AI Executive Summary

Transformers, despite其在序列建模中的卓越表现,因其二次复杂度的注意力机制而面临显著的计算瓶颈。随着模型规模不断扩大,如何在保持性能的同时降低计算成本,成为深度学习研究的核心问题。子二次架构作为一种潜在的解决方案,近年来引起了学界和工业界的广泛关注。本文系统比较了三种代表性架构:xLSTM、Mamba-2和Gated DeltaNet,旨在揭示它们在处理复杂依赖关系中的性能差异及其机制基础。

首先,作者提出了一个统一的架构表达框架,将这三种模型的状态更新和记忆机制抽象为门控记忆单元。通过在代码预训练、模型蒸馏和时间序列预测等多任务场景中进行端到端评估,发现xLSTM在大多数任务中表现最优,尤其在长距离依赖和结构化信息的处理上具有明显优势。其核心在于门控机制实现的稳健状态追踪与记忆累积能力,有效应对复杂依赖关系。

为了验证这一机制假设,研究设计了合成的长度泛化和状态追踪任务。结果显示,xLSTM在超出训练长度的计数和状态更新任务中表现出色,远超Mamba-2和Gated DeltaNet,验证了其在复杂依赖建模中的机制优势。这一发现不仅丰富了子二次架构的理论理解,也为未来设计提供了指导。

在实际应用中,作者还将这些架构应用到模型蒸馏和时间序列预测中。结果显示,xLSTM作为子架构在从教师模型蒸馏和多参数规模的时间序列任务中均优于其他架构,证明其在迁移学习和实际场景中的潜力。整体来看,该研究不仅提供了架构性能的实证证据,也揭示了其背后的机制原理,为低复杂度高性能序列模型的发展提供了新思路。

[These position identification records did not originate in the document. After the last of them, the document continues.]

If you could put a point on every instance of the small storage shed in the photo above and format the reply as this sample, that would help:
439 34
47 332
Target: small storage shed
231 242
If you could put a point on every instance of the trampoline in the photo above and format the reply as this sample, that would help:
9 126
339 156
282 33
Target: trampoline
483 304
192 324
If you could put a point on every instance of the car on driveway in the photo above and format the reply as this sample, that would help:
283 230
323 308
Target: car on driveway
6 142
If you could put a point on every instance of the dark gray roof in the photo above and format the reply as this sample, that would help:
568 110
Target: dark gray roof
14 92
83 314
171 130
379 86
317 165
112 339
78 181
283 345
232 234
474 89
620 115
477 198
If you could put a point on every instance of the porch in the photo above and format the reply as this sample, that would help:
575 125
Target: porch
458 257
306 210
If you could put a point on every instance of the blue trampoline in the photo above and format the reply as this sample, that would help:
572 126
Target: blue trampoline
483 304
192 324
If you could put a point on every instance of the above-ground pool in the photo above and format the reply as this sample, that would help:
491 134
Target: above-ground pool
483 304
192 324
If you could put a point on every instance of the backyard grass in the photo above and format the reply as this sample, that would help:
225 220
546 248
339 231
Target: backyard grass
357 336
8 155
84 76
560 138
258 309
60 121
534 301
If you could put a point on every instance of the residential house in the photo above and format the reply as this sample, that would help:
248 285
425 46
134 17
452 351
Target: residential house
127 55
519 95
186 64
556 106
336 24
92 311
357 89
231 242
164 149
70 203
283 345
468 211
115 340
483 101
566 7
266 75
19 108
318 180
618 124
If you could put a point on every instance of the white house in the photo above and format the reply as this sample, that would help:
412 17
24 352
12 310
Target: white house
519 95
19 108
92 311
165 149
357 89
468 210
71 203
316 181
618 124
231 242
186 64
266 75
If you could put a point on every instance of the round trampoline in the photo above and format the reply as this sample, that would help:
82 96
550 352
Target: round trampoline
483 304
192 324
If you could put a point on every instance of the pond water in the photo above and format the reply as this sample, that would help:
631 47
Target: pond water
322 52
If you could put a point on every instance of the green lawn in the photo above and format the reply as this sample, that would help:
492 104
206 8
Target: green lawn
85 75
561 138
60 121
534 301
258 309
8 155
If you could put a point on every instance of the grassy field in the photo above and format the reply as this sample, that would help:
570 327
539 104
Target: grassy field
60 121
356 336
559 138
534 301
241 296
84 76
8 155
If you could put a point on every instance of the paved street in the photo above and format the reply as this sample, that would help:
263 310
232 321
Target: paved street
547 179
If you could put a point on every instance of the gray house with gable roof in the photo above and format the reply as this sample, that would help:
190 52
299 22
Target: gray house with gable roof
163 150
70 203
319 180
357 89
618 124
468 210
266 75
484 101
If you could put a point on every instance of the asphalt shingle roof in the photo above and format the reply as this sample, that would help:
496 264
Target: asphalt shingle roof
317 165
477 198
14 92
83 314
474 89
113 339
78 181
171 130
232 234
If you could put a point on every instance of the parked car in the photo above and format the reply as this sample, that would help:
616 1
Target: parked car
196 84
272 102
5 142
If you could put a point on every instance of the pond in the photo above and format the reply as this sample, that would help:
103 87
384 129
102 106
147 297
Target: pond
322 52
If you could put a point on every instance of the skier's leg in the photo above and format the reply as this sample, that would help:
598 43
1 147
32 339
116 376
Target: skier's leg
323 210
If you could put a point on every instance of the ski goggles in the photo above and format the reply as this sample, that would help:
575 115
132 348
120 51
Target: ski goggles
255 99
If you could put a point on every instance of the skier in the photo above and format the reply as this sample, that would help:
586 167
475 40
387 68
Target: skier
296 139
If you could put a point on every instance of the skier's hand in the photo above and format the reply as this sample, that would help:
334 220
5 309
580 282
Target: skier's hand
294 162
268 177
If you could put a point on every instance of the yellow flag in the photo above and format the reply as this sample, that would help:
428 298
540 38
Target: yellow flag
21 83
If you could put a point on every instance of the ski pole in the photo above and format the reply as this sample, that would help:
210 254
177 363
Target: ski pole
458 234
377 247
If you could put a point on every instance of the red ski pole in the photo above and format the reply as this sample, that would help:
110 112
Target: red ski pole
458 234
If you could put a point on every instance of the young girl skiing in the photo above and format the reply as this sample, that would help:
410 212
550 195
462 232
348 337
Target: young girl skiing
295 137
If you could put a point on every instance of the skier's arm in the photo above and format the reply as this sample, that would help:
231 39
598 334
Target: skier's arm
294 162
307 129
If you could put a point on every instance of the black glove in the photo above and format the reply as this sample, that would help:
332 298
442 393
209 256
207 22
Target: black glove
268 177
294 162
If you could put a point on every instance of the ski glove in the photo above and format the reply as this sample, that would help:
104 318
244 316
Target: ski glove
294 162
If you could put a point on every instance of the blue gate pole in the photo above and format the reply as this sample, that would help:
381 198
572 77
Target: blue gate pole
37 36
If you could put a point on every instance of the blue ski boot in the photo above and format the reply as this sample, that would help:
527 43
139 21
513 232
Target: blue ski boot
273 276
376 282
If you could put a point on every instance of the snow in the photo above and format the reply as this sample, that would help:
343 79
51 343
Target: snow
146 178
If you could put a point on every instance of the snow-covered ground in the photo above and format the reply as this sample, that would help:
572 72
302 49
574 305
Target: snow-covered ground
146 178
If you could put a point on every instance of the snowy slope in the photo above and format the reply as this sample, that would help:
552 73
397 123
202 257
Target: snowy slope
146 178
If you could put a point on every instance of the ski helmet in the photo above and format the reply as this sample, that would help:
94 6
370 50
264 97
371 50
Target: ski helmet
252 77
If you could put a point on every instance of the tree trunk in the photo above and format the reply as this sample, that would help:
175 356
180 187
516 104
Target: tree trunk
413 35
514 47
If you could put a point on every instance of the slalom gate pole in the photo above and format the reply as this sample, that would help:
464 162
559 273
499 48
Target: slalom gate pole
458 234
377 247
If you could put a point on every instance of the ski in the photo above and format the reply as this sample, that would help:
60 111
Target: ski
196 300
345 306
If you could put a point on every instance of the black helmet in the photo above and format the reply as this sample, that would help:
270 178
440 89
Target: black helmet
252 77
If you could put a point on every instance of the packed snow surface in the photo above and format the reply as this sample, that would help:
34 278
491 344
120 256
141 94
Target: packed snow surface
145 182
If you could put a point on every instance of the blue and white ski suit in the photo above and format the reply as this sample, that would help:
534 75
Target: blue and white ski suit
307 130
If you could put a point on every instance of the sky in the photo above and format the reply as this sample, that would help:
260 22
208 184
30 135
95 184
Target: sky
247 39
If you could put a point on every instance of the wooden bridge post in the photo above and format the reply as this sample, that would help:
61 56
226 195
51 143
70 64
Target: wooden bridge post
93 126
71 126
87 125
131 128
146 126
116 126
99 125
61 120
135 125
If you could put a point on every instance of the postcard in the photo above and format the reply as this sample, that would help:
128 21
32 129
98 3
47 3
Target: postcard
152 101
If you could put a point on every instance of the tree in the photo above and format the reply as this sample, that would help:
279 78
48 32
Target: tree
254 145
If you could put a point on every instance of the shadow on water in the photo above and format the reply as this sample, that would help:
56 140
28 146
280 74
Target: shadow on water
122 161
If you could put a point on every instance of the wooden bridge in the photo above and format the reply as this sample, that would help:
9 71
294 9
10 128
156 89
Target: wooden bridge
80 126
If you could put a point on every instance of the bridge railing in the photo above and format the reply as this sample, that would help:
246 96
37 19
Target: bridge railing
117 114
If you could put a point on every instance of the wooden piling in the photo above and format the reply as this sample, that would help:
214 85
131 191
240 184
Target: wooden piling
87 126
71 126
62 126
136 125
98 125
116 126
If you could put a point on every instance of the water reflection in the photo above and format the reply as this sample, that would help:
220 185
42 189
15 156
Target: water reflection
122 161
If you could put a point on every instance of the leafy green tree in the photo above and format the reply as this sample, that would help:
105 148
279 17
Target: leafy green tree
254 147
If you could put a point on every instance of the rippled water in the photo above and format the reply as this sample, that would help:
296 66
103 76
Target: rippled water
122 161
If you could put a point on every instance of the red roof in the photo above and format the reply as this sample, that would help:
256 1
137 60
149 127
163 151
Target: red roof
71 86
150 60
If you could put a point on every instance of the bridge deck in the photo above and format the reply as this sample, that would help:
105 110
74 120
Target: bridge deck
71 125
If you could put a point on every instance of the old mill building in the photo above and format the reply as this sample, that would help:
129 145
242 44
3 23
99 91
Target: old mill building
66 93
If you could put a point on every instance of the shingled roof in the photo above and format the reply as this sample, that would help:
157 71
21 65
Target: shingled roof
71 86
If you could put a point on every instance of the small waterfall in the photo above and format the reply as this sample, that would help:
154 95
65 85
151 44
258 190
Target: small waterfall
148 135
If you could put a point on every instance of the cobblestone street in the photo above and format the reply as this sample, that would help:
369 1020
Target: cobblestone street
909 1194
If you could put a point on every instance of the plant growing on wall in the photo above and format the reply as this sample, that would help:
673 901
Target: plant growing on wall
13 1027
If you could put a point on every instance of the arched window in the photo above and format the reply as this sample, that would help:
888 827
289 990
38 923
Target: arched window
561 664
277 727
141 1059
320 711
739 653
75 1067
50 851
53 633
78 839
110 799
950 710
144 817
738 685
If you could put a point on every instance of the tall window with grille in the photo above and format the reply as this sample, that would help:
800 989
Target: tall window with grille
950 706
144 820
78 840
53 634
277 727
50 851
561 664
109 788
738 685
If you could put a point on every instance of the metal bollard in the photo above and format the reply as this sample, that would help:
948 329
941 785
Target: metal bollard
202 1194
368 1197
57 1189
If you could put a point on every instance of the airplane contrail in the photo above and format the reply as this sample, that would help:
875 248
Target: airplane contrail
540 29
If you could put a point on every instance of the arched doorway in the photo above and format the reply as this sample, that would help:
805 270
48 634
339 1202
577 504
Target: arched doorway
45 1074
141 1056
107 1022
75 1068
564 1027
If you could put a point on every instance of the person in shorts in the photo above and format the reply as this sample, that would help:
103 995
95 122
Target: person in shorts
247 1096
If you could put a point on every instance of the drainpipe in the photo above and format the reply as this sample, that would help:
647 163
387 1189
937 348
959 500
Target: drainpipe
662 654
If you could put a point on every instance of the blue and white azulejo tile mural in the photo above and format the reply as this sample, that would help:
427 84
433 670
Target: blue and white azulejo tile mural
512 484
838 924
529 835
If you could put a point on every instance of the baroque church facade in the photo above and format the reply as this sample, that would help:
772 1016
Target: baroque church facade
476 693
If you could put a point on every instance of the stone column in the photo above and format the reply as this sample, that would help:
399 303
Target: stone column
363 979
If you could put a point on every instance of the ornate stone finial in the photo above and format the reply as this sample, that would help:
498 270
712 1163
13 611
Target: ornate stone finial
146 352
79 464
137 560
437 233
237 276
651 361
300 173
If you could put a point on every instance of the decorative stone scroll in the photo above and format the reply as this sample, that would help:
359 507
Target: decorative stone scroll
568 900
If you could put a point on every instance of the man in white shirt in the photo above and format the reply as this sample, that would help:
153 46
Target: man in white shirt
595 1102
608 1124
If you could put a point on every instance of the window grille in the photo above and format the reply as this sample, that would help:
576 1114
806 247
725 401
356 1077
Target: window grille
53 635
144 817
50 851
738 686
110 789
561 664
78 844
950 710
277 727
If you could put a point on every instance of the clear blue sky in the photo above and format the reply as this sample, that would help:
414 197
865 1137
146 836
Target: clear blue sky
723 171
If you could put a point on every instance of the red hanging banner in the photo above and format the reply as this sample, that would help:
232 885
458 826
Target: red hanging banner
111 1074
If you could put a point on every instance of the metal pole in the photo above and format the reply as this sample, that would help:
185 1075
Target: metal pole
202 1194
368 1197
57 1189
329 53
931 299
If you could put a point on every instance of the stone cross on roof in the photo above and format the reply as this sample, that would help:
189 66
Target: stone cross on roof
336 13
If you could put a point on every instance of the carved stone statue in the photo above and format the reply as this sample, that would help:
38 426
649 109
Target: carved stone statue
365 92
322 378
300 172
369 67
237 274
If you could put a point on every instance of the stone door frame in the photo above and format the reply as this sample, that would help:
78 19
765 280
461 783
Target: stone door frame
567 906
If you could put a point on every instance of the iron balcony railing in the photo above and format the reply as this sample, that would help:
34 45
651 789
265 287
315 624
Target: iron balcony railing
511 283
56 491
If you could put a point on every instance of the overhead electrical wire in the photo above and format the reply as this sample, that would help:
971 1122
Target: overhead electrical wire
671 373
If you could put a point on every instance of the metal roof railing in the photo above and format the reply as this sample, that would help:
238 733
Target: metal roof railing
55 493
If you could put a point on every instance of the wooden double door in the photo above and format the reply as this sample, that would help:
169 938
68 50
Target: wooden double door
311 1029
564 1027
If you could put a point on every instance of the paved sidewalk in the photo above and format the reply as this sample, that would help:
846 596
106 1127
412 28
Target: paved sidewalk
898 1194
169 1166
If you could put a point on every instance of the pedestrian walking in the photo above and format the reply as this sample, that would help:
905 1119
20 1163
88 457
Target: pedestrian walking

未来,研究将聚焦于结合多尺度记忆机制、优化硬件实现,以及扩展到多模态、多任务环境中,推动子二次架构在工业界的广泛应用。该工作为深度学习在长序列建模中的发展提供了坚实的基础,也为未来模型设计的理论探索开启了新篇章。

Deep Dive

Abstract

Transformers dominate modern sequence modeling, but their quadratic attention incurs substantial computational cost. Subquadratic architectures offer a scalable alternative. However, it remains unclear which designs yield the most effective sequence models. We compare three leading approaches: xLSTM, Mamba-2, and Gated DeltaNet. We evaluate these models on tasks with complex dependencies: (1) code-model pre-training, (2) distillation of code models from large language models, and (3) pre-training of time-series foundation models. Across these settings, xLSTM delivers the strongest overall performance. To explain xLSTM's advantage, we present a unified formulation and analyze the underlying architectural mechanisms, focusing on state tracking and memory dynamics. Our results show that xLSTM enables more flexible and stable memory correction via its gating scheme. We corroborate these findings on controlled synthetic length-generalization tasks. Overall, our findings indicate that xLSTM's gains on complex tasks stem from robust state tracking and accumulation.